The Orwellian disease continues to spread as the Combating Online Infringement and Counterfeits Act passes the Senate judiciary committee:

The Combating Online Infringement and Counterfeits Act (COICA) sets up a system through which the US government can blacklist a pirate website from the Domain Name System, ban credit card companies from processing US payments to the site, and forbid online ad networks from working with the site. This morning, COICA unanimously passed the Senate Judiciary Committee.

This comment beautifully exemplifies the government’s and its lobbyists’ hilarious hypocrisy:

“With this first vote, Congress has begun to strike at the lifeline of foreign scam sites, while protecting free speech and boosting the legal online marketplace,” he said. “Those seeking to thwart this bipartisan bill are protecting online thieves and those who gain pleasure and profit from de-valuing American property.”

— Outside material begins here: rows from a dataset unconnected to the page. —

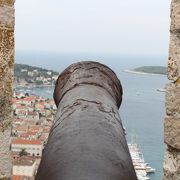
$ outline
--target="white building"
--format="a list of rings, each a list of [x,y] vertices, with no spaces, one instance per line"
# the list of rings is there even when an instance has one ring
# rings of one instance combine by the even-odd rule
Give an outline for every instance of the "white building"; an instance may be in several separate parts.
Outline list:
[[[16,138],[11,143],[12,152],[25,150],[30,156],[41,156],[43,145],[40,140],[27,140]]]
[[[13,162],[13,175],[33,178],[36,173],[36,160],[22,156]]]

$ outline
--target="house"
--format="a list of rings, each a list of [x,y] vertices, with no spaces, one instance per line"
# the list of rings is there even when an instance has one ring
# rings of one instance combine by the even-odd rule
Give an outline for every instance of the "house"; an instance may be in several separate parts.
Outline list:
[[[27,140],[16,138],[11,143],[12,152],[21,152],[25,150],[30,156],[41,156],[43,145],[40,140]]]

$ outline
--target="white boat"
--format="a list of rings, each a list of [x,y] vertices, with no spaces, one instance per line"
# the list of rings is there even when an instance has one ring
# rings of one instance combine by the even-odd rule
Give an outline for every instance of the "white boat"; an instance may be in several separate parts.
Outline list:
[[[154,173],[155,169],[150,167],[148,163],[145,163],[144,157],[138,144],[129,143],[128,144],[130,155],[133,161],[134,169],[136,171],[136,175],[138,180],[146,180],[149,179],[147,174]]]

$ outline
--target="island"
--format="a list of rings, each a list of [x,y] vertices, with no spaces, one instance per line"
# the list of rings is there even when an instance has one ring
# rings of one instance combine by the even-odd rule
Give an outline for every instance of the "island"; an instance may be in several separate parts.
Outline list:
[[[164,66],[142,66],[131,70],[124,70],[124,72],[135,74],[166,75],[167,68]]]

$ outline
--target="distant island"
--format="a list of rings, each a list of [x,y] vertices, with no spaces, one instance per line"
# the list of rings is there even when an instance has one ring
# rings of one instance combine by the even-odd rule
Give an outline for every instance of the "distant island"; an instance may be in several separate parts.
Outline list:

This makes perfect sense of course! You see, because the government, that group of people who sustain their activities by taking other people’s property via aggression or threat thereof, is soooo concerned about property rights. =)

It is hard for many people to see it in the fog of inane and repetitive propaganda, but this kind of global madness and hypocrisy is at the root of the society we live in.

Since it is difficult to sell the public on legalizing outright censorship, the process of eroding civil liberties is a slowly creeping one. So don’t expect internet censorship to end here.

I work in the web business. The truth is, if a website is found to produce illegal or stolen content, then there are already legal means that can be pursued via the court system, local authorities, or even just by contacting the hosting company. Yes, of course there are those tech savvy folks that cannot be tracked down by those means, but those will not go away just because suddenly someone in Washington DC instead of a local authority initiates action.

Meanwhile, on the downside, centralized power is getting bigger and bigger.

The purpose of such laws, just as for example antitrust legislation, is not to protect people from property rights infringements. It is to give the government yet another stick in its arsenal that it can wield whenever it deems necessary. It is a tool by which special interest groups can invoke the power of the state to initiate shakedowns of sites that may represent a thorn in their side.